MpoxSonar is an extension of Covsonar (the database-driven system for handling genomic sequences of SARS-CoV-2 and screening genomic profiles, developed at the RKI (https://github.com/rki-mf1/covsonar).) that adds support for multiple genome references and quick processing with MariaDB.
What's new in MpoxSonar
- New design
- Improve workflows
- Performance improvements
- Exciting new features
- Support multiple genome references
- New database design
- New database schema for MariaDB
Now, MpoxSonar is mainly used for MonkeyPox virus but it can be used with other pathogens.
- Install MariaDB server (MySQL should work too!, not tested yet).

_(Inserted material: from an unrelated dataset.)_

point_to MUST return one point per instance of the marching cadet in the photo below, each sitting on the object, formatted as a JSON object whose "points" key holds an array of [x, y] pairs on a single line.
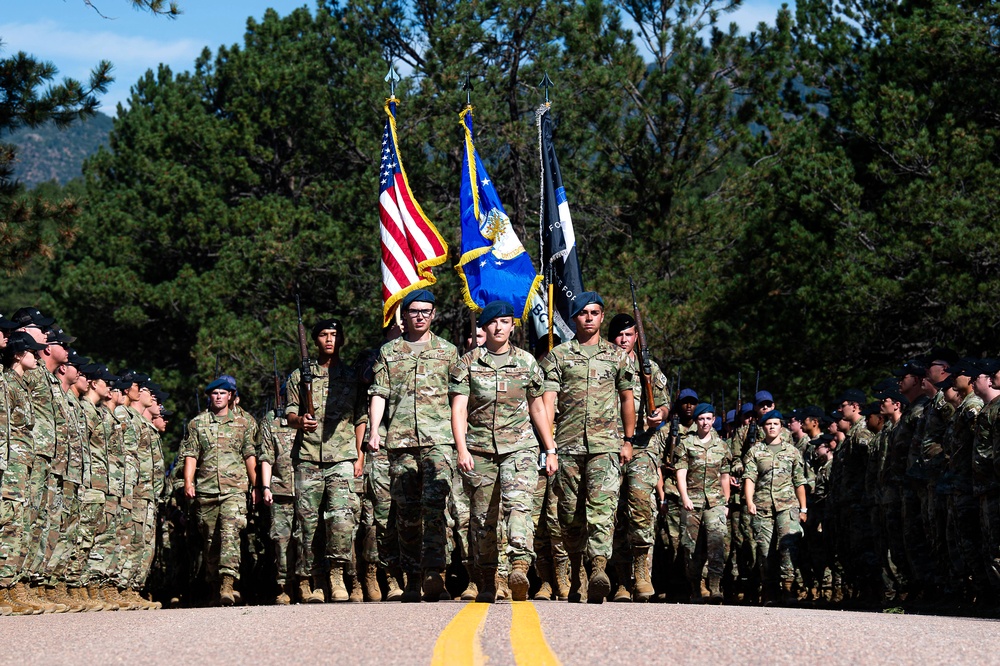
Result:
{"points": [[496, 392], [220, 468], [589, 377], [328, 464], [411, 390], [634, 531]]}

- Install conda environment.
Currently, the MpoxSonar is not available at the pip&conda repository.
(master branch)
# 1. Git clone
git clone https://github.com/rki-mf1/MpoxSonar
# 2. Install env.
conda create -n mpxsonar-dev python=3.10 poetry fortran-compiler nox pre-commit emboss=6.6.0
conda activate mpxsonar-dev # needs to be activated for the following commands to work
cd mpxsonar
3.There is a ".env.template" file in the root directory. This file contains variables that must be used in the program and may differ depending on the environment. The ".env.template" file should be copied and changed to ".env", and then the variables should be edited accordingly.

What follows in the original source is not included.